In Italy, the affected individuals are about 6.000 cases with at least 12.000 more at risk to present the disease. Only in Lombardy the “carriers of the gene with symptoms” are more than 1000. To these, we should add the gene carriers not manifesting any symptoms yet.
Cannabigerol, known as CBG, is a phytocannabinoid. Unlike THC, and exactly like CBD is not psychotropic. The discovery of CBG for the first time in 1964 was by the scientist Yehiel Gaoni. It consists is of cannabigerol acid (CBGA). This is one of the first cannabinoids formed in the cannabis plant.
CBG is an antagonist of the CB1 receptor of the endocannabinoid system. This means that it can inhibit the effects of the CB1 agonists, especially THC. And hence interfere with the effects of other cannabinoids.
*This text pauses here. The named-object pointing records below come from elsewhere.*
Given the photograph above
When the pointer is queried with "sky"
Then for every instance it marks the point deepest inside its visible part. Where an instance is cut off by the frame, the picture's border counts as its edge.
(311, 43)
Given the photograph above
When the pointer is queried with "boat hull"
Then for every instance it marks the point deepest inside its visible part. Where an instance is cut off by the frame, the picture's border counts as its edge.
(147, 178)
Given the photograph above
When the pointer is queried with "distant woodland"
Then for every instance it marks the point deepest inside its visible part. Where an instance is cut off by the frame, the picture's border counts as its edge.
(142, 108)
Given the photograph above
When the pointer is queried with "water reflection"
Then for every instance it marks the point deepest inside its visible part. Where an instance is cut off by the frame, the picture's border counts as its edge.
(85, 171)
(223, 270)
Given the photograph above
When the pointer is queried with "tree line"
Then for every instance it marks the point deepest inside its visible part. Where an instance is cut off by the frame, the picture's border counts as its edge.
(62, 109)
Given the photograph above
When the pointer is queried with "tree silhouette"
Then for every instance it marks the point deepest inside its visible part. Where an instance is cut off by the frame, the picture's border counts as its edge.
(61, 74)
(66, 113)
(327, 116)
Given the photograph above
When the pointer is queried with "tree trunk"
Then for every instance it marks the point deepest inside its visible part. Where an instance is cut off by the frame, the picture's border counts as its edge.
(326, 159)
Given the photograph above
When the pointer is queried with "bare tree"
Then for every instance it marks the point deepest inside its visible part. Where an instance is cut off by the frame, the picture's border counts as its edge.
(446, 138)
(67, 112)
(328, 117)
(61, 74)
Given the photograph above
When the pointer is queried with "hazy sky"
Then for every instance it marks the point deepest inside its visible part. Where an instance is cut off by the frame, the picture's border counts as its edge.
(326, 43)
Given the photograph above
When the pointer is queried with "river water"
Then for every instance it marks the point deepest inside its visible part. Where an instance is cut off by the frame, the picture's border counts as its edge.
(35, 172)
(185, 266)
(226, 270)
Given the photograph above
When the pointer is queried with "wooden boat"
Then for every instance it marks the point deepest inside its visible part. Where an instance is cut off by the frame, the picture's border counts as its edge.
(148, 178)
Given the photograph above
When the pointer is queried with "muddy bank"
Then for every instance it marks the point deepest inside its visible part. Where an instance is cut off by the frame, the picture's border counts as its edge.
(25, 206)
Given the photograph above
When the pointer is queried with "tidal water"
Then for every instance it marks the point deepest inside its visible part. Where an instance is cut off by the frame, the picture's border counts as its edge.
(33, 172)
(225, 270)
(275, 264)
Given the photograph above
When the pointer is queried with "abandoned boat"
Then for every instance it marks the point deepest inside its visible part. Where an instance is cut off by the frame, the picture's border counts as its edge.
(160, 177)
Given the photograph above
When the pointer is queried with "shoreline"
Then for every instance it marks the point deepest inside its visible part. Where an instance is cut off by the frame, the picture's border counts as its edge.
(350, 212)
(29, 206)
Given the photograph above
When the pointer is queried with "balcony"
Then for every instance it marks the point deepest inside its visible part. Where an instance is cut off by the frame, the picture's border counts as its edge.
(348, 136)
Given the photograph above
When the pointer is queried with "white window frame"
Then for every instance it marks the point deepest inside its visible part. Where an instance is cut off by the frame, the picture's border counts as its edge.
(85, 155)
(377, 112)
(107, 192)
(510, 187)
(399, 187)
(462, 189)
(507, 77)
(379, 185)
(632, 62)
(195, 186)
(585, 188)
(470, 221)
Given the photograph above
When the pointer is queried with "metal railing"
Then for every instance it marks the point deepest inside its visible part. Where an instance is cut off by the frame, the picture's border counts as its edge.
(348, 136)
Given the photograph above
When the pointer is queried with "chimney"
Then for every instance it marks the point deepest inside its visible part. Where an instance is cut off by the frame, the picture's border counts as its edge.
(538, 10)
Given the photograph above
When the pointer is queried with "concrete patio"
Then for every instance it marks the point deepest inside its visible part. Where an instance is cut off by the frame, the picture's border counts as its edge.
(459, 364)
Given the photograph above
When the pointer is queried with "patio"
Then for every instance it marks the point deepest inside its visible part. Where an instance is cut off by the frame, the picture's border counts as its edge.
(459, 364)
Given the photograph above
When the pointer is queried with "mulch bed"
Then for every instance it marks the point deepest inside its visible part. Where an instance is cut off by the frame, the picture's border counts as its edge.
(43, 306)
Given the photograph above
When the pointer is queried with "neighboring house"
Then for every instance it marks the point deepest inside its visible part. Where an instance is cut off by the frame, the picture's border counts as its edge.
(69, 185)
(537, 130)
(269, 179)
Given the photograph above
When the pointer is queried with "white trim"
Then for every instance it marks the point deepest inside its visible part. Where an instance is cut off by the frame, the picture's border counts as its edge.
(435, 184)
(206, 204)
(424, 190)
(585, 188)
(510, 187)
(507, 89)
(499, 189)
It is often called the father of all cannabinoids. This is because like a caring father CBG “bends” itself to the needs of nature. It gives life to other Cannabis compounds like CBD and THC.
CBG and Huntington’s diseases.
Most of the cannabis research is for tetrahydrocannabinol (THC) and cannabidiol (CBD). but there are dozens of other cannabinoids with unique medical potential as well. Cannabigerol (CBG) is one of the lesser-known molecules with, especially significant potential. All the other cannabinoids are from CBG. This is why the cannabinoid has some profound medical benefits.
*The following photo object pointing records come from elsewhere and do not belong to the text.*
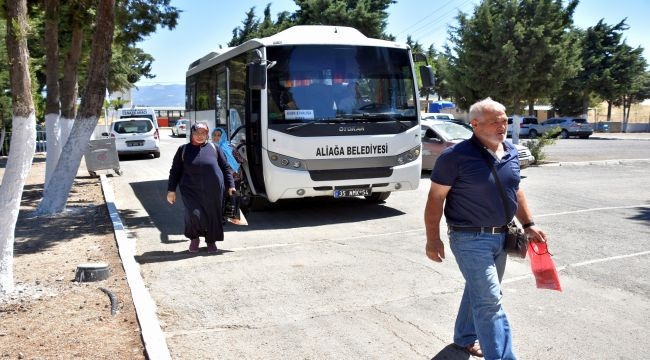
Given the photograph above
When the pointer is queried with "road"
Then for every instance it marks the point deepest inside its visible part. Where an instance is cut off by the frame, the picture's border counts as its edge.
(341, 279)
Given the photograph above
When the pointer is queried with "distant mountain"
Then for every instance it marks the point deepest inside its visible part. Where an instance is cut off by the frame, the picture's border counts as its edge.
(159, 95)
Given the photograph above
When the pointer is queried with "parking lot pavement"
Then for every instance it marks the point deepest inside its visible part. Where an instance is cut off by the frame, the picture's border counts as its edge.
(623, 136)
(332, 280)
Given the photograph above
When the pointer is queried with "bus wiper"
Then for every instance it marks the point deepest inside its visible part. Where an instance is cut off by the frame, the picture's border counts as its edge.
(298, 126)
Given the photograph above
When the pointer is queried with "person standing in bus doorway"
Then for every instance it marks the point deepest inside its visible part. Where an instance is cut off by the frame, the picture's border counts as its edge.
(474, 211)
(220, 139)
(201, 172)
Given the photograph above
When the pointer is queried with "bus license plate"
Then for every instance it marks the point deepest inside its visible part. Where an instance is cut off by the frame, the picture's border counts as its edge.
(351, 192)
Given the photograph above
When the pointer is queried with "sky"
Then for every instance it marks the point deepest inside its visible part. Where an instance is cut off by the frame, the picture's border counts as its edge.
(205, 25)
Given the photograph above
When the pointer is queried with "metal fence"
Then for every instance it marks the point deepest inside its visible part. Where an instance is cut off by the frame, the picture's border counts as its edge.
(41, 143)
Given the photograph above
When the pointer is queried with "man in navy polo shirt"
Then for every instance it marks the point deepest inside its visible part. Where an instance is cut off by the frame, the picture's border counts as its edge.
(462, 181)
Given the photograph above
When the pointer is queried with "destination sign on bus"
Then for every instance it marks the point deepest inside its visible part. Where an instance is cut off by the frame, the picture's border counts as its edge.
(135, 112)
(351, 150)
(299, 114)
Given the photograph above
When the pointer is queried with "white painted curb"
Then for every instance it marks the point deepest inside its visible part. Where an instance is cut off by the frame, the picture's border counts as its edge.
(145, 308)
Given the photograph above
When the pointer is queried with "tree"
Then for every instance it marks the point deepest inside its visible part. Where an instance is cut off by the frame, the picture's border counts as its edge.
(5, 93)
(52, 107)
(136, 19)
(602, 51)
(368, 16)
(513, 51)
(23, 136)
(89, 110)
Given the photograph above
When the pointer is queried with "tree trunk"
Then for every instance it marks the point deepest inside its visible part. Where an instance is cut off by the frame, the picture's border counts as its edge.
(52, 101)
(23, 137)
(70, 85)
(56, 194)
(609, 111)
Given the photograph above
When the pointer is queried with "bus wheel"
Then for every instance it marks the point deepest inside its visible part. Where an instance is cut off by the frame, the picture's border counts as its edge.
(250, 202)
(253, 203)
(378, 197)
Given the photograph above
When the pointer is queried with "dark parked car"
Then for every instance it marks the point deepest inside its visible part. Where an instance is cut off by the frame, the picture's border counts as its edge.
(570, 126)
(527, 124)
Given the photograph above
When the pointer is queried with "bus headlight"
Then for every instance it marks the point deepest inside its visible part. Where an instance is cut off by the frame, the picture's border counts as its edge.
(286, 162)
(408, 156)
A January 2015 study in Neurotherapeutics illuminated several mechanisms. They are ways which CBG may help treat symptoms associated with Huntington’s Disease. Researchers used two different in vivo models of Huntington’s Disease. This is to most find out CBG’s benefits.
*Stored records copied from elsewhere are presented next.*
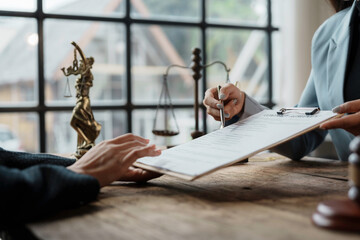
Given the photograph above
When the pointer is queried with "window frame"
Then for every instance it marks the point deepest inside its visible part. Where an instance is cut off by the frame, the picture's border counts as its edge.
(41, 109)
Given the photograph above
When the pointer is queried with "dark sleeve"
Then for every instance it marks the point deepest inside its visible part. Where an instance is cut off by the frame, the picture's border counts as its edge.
(41, 190)
(22, 160)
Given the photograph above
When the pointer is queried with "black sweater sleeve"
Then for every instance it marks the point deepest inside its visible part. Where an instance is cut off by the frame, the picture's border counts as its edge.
(28, 192)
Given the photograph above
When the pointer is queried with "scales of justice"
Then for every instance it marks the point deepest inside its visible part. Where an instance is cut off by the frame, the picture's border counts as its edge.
(82, 119)
(166, 124)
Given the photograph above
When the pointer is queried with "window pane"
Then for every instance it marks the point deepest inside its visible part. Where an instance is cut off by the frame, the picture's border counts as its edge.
(188, 10)
(18, 5)
(154, 48)
(103, 41)
(86, 7)
(245, 53)
(18, 61)
(62, 138)
(246, 12)
(143, 121)
(19, 132)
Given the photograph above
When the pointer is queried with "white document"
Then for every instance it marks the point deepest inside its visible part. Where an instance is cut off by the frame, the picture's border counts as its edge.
(233, 143)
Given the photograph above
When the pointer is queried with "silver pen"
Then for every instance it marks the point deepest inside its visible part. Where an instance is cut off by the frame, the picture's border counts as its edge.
(222, 114)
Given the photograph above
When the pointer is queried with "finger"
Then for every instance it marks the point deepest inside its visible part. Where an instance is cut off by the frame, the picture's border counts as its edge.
(140, 152)
(229, 92)
(215, 113)
(348, 121)
(138, 175)
(128, 137)
(129, 144)
(211, 98)
(233, 107)
(348, 107)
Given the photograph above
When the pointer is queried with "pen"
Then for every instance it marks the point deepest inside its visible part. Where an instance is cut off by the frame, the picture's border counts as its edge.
(222, 114)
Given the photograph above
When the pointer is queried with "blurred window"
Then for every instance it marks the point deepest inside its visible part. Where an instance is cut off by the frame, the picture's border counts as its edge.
(132, 41)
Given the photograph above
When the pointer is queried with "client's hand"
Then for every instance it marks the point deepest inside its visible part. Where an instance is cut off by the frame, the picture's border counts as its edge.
(232, 97)
(111, 160)
(351, 122)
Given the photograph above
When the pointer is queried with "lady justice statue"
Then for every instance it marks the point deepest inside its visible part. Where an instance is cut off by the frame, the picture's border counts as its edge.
(82, 119)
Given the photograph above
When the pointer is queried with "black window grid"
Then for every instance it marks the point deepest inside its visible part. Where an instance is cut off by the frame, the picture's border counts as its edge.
(41, 109)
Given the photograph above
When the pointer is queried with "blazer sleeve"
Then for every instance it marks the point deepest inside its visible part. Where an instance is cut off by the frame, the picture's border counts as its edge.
(304, 144)
(35, 185)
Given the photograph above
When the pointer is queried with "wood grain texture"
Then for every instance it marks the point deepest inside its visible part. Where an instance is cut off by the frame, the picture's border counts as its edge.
(270, 197)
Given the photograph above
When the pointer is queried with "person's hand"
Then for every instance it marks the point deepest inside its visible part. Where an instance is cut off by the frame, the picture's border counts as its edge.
(232, 97)
(351, 122)
(111, 160)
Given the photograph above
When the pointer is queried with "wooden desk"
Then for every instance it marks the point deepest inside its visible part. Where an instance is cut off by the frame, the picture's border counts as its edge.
(270, 197)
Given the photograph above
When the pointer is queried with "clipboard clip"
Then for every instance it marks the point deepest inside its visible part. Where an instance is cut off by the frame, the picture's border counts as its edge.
(306, 111)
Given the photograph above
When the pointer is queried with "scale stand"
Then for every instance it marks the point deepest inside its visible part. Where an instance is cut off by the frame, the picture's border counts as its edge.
(165, 99)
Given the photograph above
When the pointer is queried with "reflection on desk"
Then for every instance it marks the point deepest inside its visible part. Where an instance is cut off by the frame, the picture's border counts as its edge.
(270, 197)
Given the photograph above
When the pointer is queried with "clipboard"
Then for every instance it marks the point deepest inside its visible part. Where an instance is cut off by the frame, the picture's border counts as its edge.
(234, 143)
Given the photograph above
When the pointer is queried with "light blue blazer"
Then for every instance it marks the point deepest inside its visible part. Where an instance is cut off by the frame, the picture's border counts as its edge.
(326, 83)
(324, 87)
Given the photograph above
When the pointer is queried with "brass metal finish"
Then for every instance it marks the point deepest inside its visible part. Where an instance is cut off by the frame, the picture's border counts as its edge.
(82, 119)
(197, 69)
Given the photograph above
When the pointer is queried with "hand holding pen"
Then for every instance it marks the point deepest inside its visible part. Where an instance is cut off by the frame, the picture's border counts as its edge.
(230, 99)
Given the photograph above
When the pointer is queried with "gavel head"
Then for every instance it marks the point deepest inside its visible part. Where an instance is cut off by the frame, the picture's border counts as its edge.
(354, 170)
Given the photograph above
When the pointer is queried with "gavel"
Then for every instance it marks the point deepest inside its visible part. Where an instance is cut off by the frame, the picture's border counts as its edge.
(343, 214)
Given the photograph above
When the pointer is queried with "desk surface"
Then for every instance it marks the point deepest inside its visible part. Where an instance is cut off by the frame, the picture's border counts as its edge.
(270, 197)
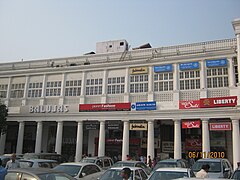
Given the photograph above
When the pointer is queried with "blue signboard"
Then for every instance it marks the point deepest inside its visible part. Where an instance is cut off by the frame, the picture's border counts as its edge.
(143, 106)
(190, 65)
(163, 68)
(216, 63)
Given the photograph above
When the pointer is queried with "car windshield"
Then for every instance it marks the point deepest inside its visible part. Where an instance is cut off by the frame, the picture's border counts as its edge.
(214, 166)
(168, 175)
(53, 176)
(165, 164)
(121, 164)
(113, 174)
(88, 160)
(26, 164)
(72, 170)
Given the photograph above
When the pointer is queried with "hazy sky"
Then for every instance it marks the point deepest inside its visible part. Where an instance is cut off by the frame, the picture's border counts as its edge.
(40, 29)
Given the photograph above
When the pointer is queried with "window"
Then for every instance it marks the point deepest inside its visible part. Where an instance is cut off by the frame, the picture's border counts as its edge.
(53, 88)
(217, 77)
(138, 83)
(35, 89)
(17, 90)
(3, 90)
(94, 87)
(189, 80)
(116, 85)
(73, 88)
(163, 82)
(235, 64)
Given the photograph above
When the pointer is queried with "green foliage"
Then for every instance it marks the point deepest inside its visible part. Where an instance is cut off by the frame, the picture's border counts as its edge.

In the first model, Scientists gave mice 3-nitropropionate. It is a toxin that induces Huntington’s Disease-like symptoms. CBG countered some the toxin’s effects. This is by reducing pro-inflammatory markers and reactive microgliosis (a form of neuro-inflammation). It also restored the antioxidant defenses are spoilt by 3NP administration. Thereby protecting neurons and improving motor function.
In the second model, researchers used R6/2 transgenic mice. These are genetically modified to display features of Huntington’s Disease. It is to examine CBG’s effects. The improvement in motor function was not as strong as the 3-NP-intoxicated mice. But it was still significant.
Benefits of CBG for Huntington’s disease from the study.
Most interestingly, CBG had a significant effect on at least seven genes linked to Huntington’s Disease.
- The cannabinoid was able to normalize the expression of the genes, all which were in the R6/2 mice.
- Furthermore, it reduced the accumulation of mutant Huntington protein. This may be responsible for the majority of Huntington’s Disease symptoms.
- Cannabigerol (CBG) also improved the expression of brain-derived neurotrophic growth factor. And also, insulin-like growth factor-1, and peroxisome proliferator-activated receptor-gamma. This may also confer therapeutic benefits
- Indeed, a 2012 study found a CBG-like compound alleviated neuroinflammation. This is through a PPAR-gamma-related mechanism.
What this research means is that CBG slows down the degeneration of neurological systems. It also restores some function lost. This opens up potential future avenues in research. They might be looking into combination therapies or even for sole CBG treatments.
You or someone you know that suffers from Huntington’s disease might wish to try CBG, CBD, or any whole cannabinoid extract. we recommend you always consult with a physician with knowledge of cannabinoids. This is to assess whether it would be best for you.